Schließlich, meine Damen, meine Herren, wollen wir sicherstellen, dass Menschen am Ende ihres Lebens die Unterstützung und Betreuung erhalten, die sie sich vorstellen. Wir alle wissen: Über Sorgen und Befürchtungen, Werte und Wünsche zu sprechen, ist in dieser Lebensphase oft ein schwieriger und auch angstbesetzter Prozess, mit dem sich viele überfordert und manche auch alleingelassen fühlen.

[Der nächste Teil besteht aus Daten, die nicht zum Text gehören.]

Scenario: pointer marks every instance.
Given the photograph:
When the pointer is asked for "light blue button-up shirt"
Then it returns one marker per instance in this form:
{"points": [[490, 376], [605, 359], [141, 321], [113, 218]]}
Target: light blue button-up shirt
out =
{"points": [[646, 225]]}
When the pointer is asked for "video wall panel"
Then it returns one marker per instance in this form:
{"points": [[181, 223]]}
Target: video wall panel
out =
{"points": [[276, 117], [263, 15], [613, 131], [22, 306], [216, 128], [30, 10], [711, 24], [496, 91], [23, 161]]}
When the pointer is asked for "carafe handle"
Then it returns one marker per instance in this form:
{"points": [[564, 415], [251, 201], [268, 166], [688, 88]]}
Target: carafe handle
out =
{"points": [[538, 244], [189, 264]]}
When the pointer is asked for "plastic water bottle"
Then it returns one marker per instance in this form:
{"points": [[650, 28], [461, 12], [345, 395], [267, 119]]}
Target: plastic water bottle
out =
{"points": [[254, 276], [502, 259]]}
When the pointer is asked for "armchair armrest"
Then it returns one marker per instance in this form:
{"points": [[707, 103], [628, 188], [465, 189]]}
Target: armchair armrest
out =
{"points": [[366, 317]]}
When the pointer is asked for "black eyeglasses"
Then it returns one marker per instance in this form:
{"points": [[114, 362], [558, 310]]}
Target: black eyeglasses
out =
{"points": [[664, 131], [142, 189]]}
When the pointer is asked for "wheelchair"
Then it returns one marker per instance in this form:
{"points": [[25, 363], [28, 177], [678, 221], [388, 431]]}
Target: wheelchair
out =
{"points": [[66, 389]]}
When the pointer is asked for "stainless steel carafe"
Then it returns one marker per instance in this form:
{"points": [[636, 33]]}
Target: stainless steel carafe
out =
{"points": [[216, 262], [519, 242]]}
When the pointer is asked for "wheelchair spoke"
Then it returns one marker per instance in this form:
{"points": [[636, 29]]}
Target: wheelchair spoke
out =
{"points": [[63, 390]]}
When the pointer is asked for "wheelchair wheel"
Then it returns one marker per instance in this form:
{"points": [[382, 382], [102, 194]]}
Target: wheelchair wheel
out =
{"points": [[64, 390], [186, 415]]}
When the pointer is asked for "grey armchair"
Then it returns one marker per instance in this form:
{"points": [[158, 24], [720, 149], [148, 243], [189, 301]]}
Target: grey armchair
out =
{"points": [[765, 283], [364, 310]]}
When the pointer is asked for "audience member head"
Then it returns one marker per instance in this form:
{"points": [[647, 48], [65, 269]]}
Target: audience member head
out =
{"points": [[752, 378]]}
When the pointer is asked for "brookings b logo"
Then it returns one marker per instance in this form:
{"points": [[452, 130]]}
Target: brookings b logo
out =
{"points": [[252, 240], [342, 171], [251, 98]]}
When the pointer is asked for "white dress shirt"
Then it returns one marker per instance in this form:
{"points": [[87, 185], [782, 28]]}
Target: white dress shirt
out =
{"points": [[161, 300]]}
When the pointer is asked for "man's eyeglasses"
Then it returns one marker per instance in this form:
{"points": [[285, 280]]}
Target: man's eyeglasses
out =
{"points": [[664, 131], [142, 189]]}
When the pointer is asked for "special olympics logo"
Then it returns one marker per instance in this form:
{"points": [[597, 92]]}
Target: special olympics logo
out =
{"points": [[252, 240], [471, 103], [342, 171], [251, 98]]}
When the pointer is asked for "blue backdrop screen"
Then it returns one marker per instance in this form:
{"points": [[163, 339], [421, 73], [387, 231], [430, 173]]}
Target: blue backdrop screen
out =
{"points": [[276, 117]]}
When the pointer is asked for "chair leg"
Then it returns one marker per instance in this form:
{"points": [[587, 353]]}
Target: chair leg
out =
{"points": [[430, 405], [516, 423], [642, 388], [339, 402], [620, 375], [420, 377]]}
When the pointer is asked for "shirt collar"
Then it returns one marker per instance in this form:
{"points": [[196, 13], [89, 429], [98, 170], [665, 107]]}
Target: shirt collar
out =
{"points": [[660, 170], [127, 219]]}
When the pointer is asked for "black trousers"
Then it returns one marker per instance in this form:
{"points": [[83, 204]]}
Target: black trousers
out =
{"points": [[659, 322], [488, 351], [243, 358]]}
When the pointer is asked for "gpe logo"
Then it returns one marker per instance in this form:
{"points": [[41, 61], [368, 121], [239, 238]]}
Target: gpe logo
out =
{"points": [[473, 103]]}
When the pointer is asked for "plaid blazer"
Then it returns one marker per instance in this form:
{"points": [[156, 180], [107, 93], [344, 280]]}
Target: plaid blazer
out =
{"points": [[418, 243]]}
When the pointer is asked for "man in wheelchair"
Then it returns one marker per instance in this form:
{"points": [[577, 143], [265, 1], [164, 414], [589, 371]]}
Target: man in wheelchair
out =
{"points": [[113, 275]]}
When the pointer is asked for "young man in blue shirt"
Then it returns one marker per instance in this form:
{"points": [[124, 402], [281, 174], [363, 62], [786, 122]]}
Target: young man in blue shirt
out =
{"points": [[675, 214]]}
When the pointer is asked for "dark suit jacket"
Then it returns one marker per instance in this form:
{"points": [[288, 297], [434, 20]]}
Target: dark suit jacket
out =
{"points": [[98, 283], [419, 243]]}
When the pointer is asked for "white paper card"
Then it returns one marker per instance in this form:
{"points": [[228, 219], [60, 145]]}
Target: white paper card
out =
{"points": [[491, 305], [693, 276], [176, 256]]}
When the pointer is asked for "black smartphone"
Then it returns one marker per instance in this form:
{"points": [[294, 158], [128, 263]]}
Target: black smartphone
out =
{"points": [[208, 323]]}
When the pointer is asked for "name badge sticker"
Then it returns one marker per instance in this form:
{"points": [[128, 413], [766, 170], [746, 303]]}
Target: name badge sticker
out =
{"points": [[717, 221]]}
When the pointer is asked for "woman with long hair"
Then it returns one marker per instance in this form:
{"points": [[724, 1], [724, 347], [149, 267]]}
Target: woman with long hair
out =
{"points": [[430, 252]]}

Diese Klärung gibt aber all den Betroffenen Sicherheit und stellt darüber hinaus für alle an diesem Prozess Beteiligten – die Angehörigen, die behandelnden Ärzte und die Pflegekräfte – eine ganz wichtige Leitlinie für ihren Umgang mit den Patientinnen und Patienten und für ihre Arbeit dar. Deshalb sehen wir im Gesetzentwurf – neben dem dringend notwendigen Anspruch auf Beratung zum Leistungsangebot in der Palliativ- und Hospizversorgung durch die gesetzlichen Krankenkassen – erstmals in Deutschland eine individuelle, ganzheitliche Beratung zu den Hilfen und Angeboten in den Bereichen der medizinisch-pflegerischen, psychosozialen und seelsorgerlichen Betreuung und Versorgung in der letzten Lebensphase in den stationären Pflegeeinrichtungen vor. Das ist ein neues Element, und damit sind wir Vorreiter in Europa.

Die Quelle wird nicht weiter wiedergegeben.